# A rope in tension between Earth and Moon

by 8BitTRex
Tags: earth, moon, rope, tension
Physics
PF Gold
P: 5,518
 Quote by PAllen Then the moon's angular velocity starts to increase due to [GR mandated] orbital decay - this produces a tangential force on the rope.
Hm, yes, I guess if we're going to dot all the I's and cross all the t's, we have to take into account *all* of the effects involved. But that also includes the tidal effects on the Earth-Moon system, which slow the Earth's rotation and reduce the Moon's angular velocity (and increase its orbital radius), thereby putting a tangential force (in the opposite direction) on the rope. This is a classical effect, true, but it is certainly much, much larger than the effect of gravitational wave emission on the Moon's orbit (and also, I'm pretty sure, much larger than any effect on the rope due to frame dragging). So if we're going to that level of detail, then even classically, there is not a true equilibrium until the Earth and Moon are completely tidally locked (i.e., the Earth always faces the same side to the Moon just as the Moon always faces the same side to the Earth).

Are there any other effects we've missed?
Mentor
P: 10,853
 Quote by bahamagreen Imagine two masses in orbit tied together with a rope, one mass in a higher orbit than the other. The orbital period of the higher orbit mass is longer, so it will try to slow down, but the orbital period of the lower orbit mass is shorter, so it will try to speed up.
You start with wrong initial conditions. Neither mass is in its original orbit - the lower mass is slower and the upper mass is faster than a corresponding orbit in this distance. This is given by the initial conditions. The corresponding radial forces are transmitted via the rope.

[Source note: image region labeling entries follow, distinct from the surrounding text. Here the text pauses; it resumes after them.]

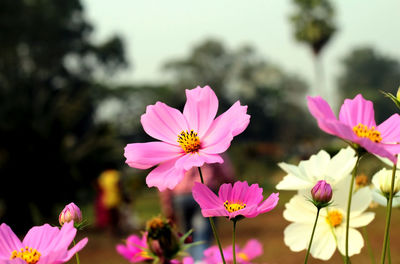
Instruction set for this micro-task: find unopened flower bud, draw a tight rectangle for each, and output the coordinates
[58,203,82,226]
[311,180,332,206]
[373,169,400,195]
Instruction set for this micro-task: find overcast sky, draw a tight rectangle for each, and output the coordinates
[83,0,400,108]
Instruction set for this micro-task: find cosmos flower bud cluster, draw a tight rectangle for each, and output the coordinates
[311,180,332,208]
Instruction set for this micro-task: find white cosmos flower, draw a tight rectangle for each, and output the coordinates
[372,168,400,207]
[283,177,375,260]
[276,147,357,190]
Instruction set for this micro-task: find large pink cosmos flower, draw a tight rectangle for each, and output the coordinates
[203,239,263,264]
[124,86,250,191]
[0,221,88,264]
[192,181,279,219]
[116,234,153,263]
[307,94,400,163]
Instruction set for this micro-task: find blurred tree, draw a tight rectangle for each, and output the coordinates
[0,0,127,231]
[290,0,336,94]
[161,39,314,153]
[338,47,400,123]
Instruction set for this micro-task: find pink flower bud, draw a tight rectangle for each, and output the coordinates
[58,203,82,226]
[311,180,332,205]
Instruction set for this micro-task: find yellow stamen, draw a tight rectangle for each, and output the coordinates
[238,252,250,262]
[10,246,41,264]
[224,201,246,213]
[353,123,382,143]
[178,130,200,153]
[326,210,343,227]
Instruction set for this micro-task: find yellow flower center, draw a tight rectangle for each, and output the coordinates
[224,201,246,213]
[353,123,382,143]
[178,130,200,153]
[326,210,343,227]
[238,252,250,262]
[10,246,41,264]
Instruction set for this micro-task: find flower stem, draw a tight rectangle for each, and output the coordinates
[72,239,81,264]
[304,207,321,264]
[362,226,376,264]
[197,167,226,264]
[345,153,362,264]
[232,219,236,264]
[381,159,397,264]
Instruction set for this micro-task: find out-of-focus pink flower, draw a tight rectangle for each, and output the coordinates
[192,181,279,219]
[58,203,82,226]
[0,222,88,264]
[307,94,400,163]
[203,239,263,264]
[124,86,250,191]
[116,233,153,263]
[311,180,332,205]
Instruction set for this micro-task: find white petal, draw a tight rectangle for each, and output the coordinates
[326,147,357,182]
[335,224,364,256]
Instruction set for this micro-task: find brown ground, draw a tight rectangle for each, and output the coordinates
[75,203,400,264]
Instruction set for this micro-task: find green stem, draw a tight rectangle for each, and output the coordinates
[197,167,226,264]
[345,153,361,264]
[381,161,397,264]
[304,207,320,264]
[232,219,236,264]
[72,239,81,264]
[362,226,376,264]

Alternatively, you can see the whole system as a single object orbiting the central body with a bound rotation - once per orbit.
Physics
PF Gold
P: 5,518
[Edit: Added the effect of the Moon's mass.]

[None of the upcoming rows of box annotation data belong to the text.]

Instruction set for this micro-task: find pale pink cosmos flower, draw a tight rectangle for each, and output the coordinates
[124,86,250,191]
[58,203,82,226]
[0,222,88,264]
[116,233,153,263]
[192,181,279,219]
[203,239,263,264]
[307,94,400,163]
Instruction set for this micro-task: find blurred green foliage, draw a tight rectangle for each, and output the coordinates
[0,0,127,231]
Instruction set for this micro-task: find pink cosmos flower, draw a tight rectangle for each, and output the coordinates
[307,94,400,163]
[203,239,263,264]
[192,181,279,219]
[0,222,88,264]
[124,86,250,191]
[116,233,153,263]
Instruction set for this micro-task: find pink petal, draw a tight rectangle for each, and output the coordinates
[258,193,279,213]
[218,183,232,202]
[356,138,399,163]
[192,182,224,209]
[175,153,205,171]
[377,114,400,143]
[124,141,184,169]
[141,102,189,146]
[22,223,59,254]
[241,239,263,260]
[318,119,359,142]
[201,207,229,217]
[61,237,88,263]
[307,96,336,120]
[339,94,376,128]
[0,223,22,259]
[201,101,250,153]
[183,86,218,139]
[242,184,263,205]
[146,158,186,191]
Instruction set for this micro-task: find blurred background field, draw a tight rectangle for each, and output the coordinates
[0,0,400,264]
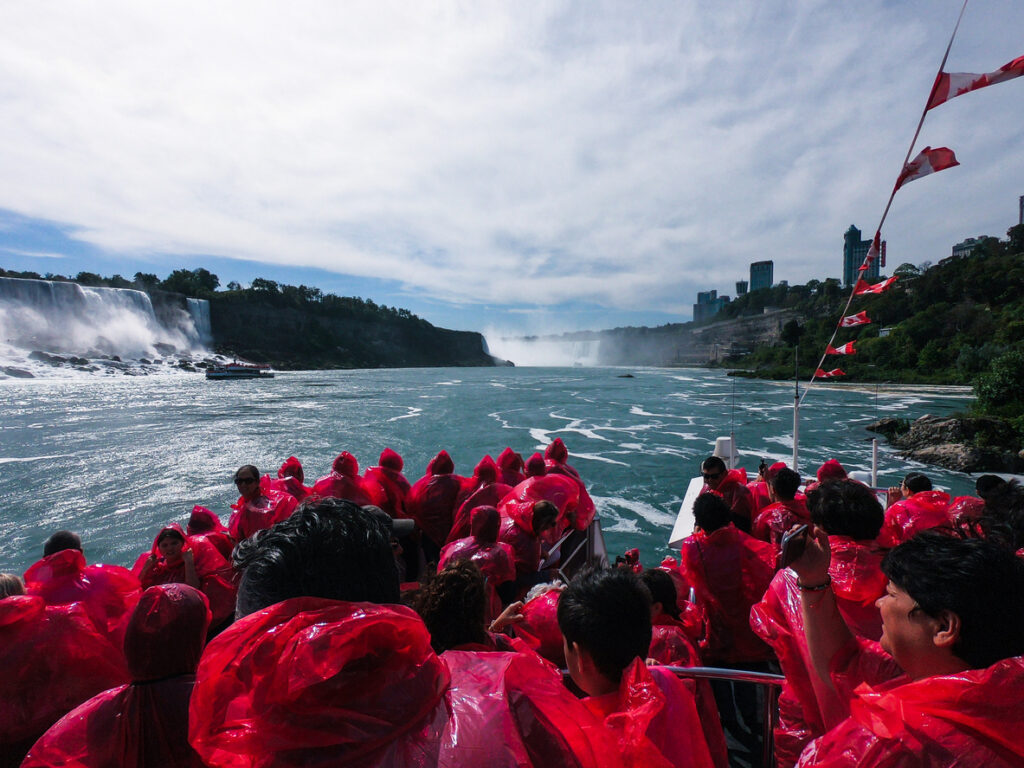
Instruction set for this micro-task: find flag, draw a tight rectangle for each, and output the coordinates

 Quote by Nugatory Their natural trajectory under the influence of gravity will not keep them all aligned radially.
But gravity is not the only force on each section of the rope; there is also the tension in the rope. (And centrifugal force, if we work in the rotating frame in which the Moon is at rest, as I will below--but that's really included in the "natural trajectory".) On thinking this over, I think there *is* an equilibrium configuration, if the tension in the rope varies in the right way with altitude.

Consider a small piece of the rope, and ask what it takes to keep it on a circular trajectory around the Earth, but with the Moon's angular velocity (as opposed to the--larger--correct orbital angular velocity for its altitude). If we work in the rotating frame in which the Moon is at rest, then the condition for equilibrium is just that all the forces on the small piece of rope sum to zero. There are three such forces: gravity inward, centrifugal force outward, and tension in the rope, which can act both inward and outward. So we have (writing formulas for acceleration instead of force, since the mass of the small piece of rope is the same for all three forces and can be divided out)

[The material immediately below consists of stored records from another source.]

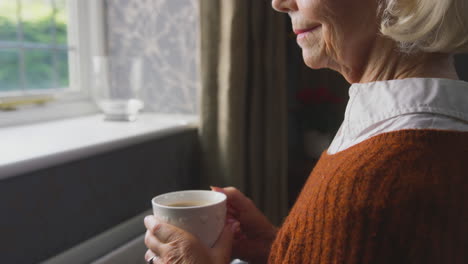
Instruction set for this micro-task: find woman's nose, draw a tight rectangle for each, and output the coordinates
[271,0,297,13]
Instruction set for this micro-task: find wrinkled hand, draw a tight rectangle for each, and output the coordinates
[211,187,278,263]
[145,215,239,264]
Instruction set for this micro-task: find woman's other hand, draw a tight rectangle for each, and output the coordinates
[145,215,239,264]
[211,187,278,263]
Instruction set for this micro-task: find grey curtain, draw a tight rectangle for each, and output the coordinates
[199,0,287,224]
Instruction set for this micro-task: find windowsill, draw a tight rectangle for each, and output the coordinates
[0,113,197,180]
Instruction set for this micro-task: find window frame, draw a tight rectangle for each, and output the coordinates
[0,0,106,127]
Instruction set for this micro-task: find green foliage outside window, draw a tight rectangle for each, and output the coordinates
[0,1,68,92]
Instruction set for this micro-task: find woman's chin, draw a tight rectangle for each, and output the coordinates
[302,50,328,70]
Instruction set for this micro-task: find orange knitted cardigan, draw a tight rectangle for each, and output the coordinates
[269,130,468,264]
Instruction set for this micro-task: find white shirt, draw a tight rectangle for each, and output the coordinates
[328,78,468,154]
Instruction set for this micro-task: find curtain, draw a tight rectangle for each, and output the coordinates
[199,0,287,224]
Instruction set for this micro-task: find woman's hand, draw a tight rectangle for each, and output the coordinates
[145,215,239,264]
[211,187,278,263]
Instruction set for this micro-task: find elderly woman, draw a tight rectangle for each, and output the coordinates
[145,0,468,264]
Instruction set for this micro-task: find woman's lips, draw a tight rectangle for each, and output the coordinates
[294,25,320,40]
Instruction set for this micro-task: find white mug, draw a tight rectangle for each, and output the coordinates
[151,190,226,247]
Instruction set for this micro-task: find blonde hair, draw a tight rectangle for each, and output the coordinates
[380,0,468,54]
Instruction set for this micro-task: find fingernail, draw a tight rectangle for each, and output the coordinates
[143,215,151,222]
[231,222,240,233]
[210,186,224,193]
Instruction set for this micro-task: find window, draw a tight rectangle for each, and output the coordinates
[0,0,104,126]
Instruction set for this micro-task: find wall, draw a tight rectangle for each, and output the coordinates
[0,129,199,264]
[106,0,199,114]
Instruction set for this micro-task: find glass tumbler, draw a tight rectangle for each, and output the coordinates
[91,56,143,121]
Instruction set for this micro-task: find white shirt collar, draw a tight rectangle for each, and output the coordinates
[328,78,468,154]
[344,78,468,137]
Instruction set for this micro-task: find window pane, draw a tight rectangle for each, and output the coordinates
[55,0,68,45]
[21,0,54,43]
[24,50,53,90]
[0,49,21,92]
[0,0,17,41]
[57,50,69,88]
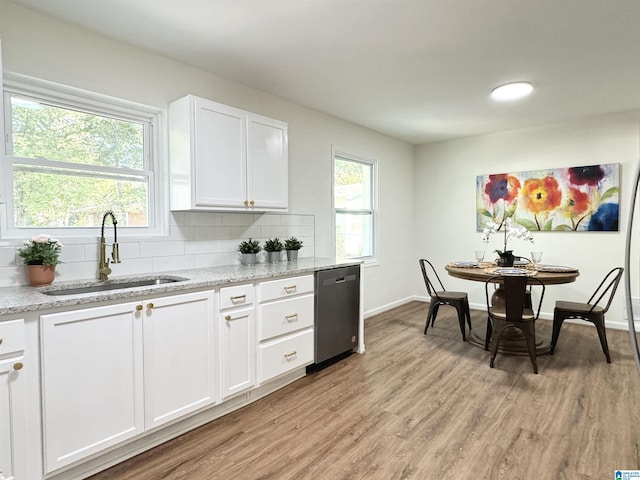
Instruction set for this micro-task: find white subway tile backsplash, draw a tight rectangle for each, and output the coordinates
[222,213,253,227]
[169,225,196,240]
[184,240,224,255]
[194,227,231,240]
[153,255,196,272]
[231,225,261,239]
[183,212,223,227]
[60,244,87,263]
[140,241,185,257]
[253,213,282,227]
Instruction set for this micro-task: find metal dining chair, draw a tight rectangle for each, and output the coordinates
[485,275,545,373]
[418,258,471,342]
[550,267,624,363]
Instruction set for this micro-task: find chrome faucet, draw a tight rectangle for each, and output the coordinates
[98,210,120,280]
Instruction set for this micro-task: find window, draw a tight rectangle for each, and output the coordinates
[3,73,161,236]
[333,151,375,258]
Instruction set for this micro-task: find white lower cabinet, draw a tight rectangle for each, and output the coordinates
[258,275,314,383]
[220,284,256,398]
[0,319,26,480]
[41,292,216,473]
[142,293,218,430]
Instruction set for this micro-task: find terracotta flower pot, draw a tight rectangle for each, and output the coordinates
[27,265,56,287]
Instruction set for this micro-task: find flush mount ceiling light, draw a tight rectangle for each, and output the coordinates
[491,82,533,101]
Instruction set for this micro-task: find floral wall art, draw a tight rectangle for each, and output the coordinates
[476,163,620,232]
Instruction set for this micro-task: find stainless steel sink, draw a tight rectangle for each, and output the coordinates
[42,277,187,296]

$$a_{total} = 0 = a_{grav} + a_{centrifugal} + a_{tension}$$

Substituting ##a_{grav} = - G M_E / r^2 + G M_M / \left( R_M - r \right)^2## (where ##M_E## is the mass of the Earth and ##M_M## is the mass of the Moon) and ##a_{centrifugal} = \omega_M^2 r##, where ##\omega_M^2 = G M_E / R_M^3## is the angular velocity of the Moon in its orbit (##R_M## is the radius to the Moon's center), we have

$$a_{tension} = \frac{G M_E}{r^2} - \frac{G M_M}{ \left(R_M - r \right)^2} - \frac{G M_E r}{R_M^3} = G M_E \left( \frac{1}{r^2} - \frac{1}{R_M^2} \frac{r}{R_M} \right) - \frac{G M_M}{ \left(R_M - r \right)^2}$$

The rope will be in equilibrium if the proper acceleration due to tension in the rope satisfies this formula. Note that at the bottom of the rope, the RHS is clearly greater than zero, so ##a_{tension}## is directed outward; but there will be a "turning point" at which ##a_{tension}## goes to zero, and above that point it will be directed inward.

[Edit: Added the following to clarify the distinction between "proper acceleration due to tension" and tension.]

If we model the rope as having some constant mass per unit length ##\mu##, then the proper acceleration ##a_{tension}## is actually proportional to the *gradient* of the tension in the rope (i.e., it is due to the *net* force due to tension on each piece of the rope, which is the difference between the force from the piece above and the force from the piece below). The formula is (##T## is the tension in the rope as a function of radius ##r##):

$$\frac{dT}{dr} = \mu a_{tension}$$

Plugging in the formula above for ##a_{tension}##, we can easily integrate the result to obtain (##r_0## is the radius of the bottom end of the rope, and we have the boundary condition that the tension at that point is zero, i.e., ##T(r_0) = 0##)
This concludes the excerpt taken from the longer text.